Observations of the Australian summertime cool change have ranged over both the subsynoptic scale (200–2000 km) and the mesoscale (20–200 km). In this paper, the final in a series of three, a conceptual subsynoptic and mesoscale model is developed. The model suggests that such features as

(i) the speed of movement of the surface cold front,

(ii) the inflow of moisture into the frontal transition zone, and

(iii) the midtropospheric wind field associated with the frontal transition zone

are determined largely by the synoptic scale flow. Mesoscale controlled processes occur within the frontal transition zone.

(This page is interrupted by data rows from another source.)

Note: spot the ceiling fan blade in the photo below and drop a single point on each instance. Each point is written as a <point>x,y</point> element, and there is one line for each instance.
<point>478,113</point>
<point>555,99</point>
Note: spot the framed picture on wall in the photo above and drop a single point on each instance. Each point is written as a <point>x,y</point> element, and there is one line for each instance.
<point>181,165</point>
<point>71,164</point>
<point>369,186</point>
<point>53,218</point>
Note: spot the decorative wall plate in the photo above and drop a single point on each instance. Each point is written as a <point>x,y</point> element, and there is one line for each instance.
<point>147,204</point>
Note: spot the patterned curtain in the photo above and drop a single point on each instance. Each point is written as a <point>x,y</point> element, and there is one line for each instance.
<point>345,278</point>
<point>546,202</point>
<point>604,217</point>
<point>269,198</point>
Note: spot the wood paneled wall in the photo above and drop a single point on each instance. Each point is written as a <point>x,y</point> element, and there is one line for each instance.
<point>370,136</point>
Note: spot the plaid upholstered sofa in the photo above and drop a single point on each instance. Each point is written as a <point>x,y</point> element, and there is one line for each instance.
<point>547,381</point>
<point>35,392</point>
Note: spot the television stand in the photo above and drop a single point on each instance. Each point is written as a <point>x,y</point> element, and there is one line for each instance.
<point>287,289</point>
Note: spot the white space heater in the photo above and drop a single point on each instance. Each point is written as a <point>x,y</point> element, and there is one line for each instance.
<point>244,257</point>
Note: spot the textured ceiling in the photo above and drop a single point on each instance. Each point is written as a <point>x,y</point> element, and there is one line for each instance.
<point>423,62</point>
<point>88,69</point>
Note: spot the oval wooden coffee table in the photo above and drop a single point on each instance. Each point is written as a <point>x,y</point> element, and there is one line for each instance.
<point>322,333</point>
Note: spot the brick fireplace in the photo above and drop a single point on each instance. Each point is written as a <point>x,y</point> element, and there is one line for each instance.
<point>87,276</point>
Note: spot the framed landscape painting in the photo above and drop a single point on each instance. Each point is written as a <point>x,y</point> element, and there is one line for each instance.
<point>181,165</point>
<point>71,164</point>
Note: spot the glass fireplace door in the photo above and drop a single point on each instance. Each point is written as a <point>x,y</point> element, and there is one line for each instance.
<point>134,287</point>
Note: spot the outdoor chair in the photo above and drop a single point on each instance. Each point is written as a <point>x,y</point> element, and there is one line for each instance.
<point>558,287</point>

The model is consistent with models developed for the Northern Hemisphere. The significant difference between the subsynoptic and mesoscale models appropriate to the United Kingdom and the Pacific Northwest of the United States and the summertime cool change is the lack of low-level moisture in the Australian situation. The model highlights the influence of the hot, dry Australian continent on the development of fronts.

The application of the model to forecasting in the Australian region is explored. In particular, it provides a systematic framework for analyzing the weather lines associated with the passage of the frontal transition zone. Further, the conceptual model suggests that the speed of the frontal transition zone should be able to be forecast with some skill by current operational numerical models. Finally, the model predicts the type of surface weather associated with the passage of the frontal transition zone.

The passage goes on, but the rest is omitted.